Il Presidente della Repubblica Giorgio Napolitano ha deciso di lasciare il suo incarico e da tempo è scattato il toto-nomi per la sua successione. Come scrive AdnKronos, che ha lanciato il sondaggio "Scegli il tuo presidente", "dal premier Matteo Renzi finora è arrivata un'indicazione soltanto di metodo, che non individua nè un profilo nè tantomeno candidati per il nuovo inquilino del Colle". Ciò nonostante si è riacceso il dibattito sul possibile nuovo inquilino del Quirinale. I nomi in campo sono tanti e così tra i pretendenti al Quirinale da qualche sito Web spunta anche il nome dell'ex ministro dell'integrazione Cecile Kyenge.

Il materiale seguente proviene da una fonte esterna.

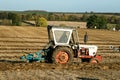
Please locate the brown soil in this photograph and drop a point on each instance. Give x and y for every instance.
(14, 41)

In un articolo di Voxnews dal titolo in maiuscolo "KYENGE SI CANDIDA AL QUIRINALE…", si fa riferimento ad una dichiarazione su Twitter in cui la Kyenge parla d'un possibile candidato nero al Quirinale: "Minacce, attentati, intimidazioni per essere il primo ministro nero in Italia! Non oso pensare quando sarà eletto il Primo Presidente nero IT", si legge nel tweet. In un passo dell'articolo del sito Web si legge: "(...) Dopo Boldrini, anche Kyenge si 'candida'. La violenza di persone come la congolese di Renzi è tutta nell'idea che 56 milioni di italiani debbano essere governati da un nero (...)".


In realtà, non esiste alcuna notizia che faccia presupporre una possibile candidatura della Kyenge al Colle mentre, come scrive il Corriere della Sera, sono altri i possibili nomi per la successione alla presidenza, tra questi anche il ministro dell'Economia Pier Carlo Padoan. In precedenza l'ANSA aveva fatto i nomi di alcune donne come "Roberta Pinotti, Emma Bonino e Anna Finocchiaro, e l'outsider Marta Cartabia". Secondo quanto riportato da Repubblica, Napolitano avrebbe intenzione di dimettersi il 14 gennaio. Il Presidente lo avrebbe fatto capire negli incontri che ha avuto nei giorni scorsi con il premier Renzi e il ministro dell'Interno Angelino Alfano.